Wednesday, February 13, 2013

Afghanistan: (Bad) Business as Usual

A Nato air strike in eastern Afghanistan has killed 10 civilians, five of them children, and wounded five other children, Afghan officials said.

[...]

A single home in the remote Sultan valley, in Kunar province, was hit by bombs around 3am on Wednesday, said Wasifullah Wasifi, spokesman for the provincial governor.

Four Taliban commanders were also killed in the attack, said Farid, chief of staff for the Kunar governor.

[...]

"Four women and five children were killed, and five children wounded. One man, who was the leader of the family, was also killed, according to reports from the site," Farid told the Guardian by phone from Kunar.

"Four Taliban commanders were also killed in this incident, but it is not clear in what part of the site they were, whether they were inside the house. We have sent a delegation to the site."

  UK Guardian

NATO apprently is allowed to target homes. And by our new rules, anyone in them is considered enemy combatants as long as there is at least one enemy combatant presumed to be amongst them. I can't begin to imagine why they hate us. Unless they're just jealous of our freedoms.

The younger troops fighting in Afghanistan right now were seven years old when American boots hit the ground in 2001. They've known nothing but their country at war. Now they represent a generation, a moment in America as America moves on.

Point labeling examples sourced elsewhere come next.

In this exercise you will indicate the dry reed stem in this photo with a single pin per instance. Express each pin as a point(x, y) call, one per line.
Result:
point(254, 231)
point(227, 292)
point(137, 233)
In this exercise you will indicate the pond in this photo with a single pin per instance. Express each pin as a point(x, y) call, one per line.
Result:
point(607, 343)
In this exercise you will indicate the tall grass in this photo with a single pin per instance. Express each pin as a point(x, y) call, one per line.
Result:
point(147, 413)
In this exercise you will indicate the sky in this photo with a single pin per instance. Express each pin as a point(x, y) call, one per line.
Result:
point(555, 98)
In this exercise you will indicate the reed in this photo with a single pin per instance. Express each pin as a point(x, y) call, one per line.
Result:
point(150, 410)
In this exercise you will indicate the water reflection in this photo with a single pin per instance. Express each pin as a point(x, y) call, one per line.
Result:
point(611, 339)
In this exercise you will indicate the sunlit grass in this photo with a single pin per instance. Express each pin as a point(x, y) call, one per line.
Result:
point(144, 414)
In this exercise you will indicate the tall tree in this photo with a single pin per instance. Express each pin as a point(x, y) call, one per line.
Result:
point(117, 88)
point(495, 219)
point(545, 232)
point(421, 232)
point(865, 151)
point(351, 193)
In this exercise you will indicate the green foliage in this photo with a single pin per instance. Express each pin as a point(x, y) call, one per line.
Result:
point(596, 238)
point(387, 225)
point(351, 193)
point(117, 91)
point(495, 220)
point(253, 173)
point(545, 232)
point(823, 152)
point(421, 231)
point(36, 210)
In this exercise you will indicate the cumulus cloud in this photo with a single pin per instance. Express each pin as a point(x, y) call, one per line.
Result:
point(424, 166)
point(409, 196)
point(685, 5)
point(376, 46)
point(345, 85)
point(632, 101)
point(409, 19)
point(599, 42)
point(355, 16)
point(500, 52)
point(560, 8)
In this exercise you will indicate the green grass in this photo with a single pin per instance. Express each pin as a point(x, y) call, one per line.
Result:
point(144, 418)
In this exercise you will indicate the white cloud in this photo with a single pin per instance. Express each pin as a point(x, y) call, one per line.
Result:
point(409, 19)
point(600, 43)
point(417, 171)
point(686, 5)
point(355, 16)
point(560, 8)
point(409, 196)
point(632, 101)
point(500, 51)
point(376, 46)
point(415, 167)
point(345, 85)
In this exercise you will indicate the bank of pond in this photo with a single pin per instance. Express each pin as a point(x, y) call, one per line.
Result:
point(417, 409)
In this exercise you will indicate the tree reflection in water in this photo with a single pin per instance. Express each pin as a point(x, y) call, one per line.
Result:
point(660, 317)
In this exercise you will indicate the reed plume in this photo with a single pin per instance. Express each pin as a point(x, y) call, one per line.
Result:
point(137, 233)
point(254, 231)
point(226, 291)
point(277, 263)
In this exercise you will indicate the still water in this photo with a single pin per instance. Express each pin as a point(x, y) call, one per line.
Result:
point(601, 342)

The drone strikes will continue, as will secretive raids and small, hot flashes of combat, but will there ever be another war that requires so many bodies for the same effect?

And that's another legacy of Iraq and Afghanistan. Maybe mine will be America's last generation of war veterans.

[...]

Several years ago, I spent time with an Army infantry platoon at an outpost on a mountainside along the Pakistan border. A year later, American forces destroyed the outpost and withdrew from the area, essentially ceding the territory back to the insurgents. I asked one of the soldiers I'd been with what he thought of that. What was that for? he wondered. That was a year of our lives.

I thought my part of the Long War — as an infantryman in Iraq — unnecessary, and the preceding sales job to the American people dishonest. But I hoped to someday look back and see it was all worthwhile, because otherwise it would be too painful, too disheartening, to think about sacrifices made, about the friends wounded and killed. I'm still waiting for that verdict.

  Brian Mockenhaupt

In this, as in many things in life, this man will just have to be satisfied with making up his mind that it was worthwhile, if that's what he wants it to be.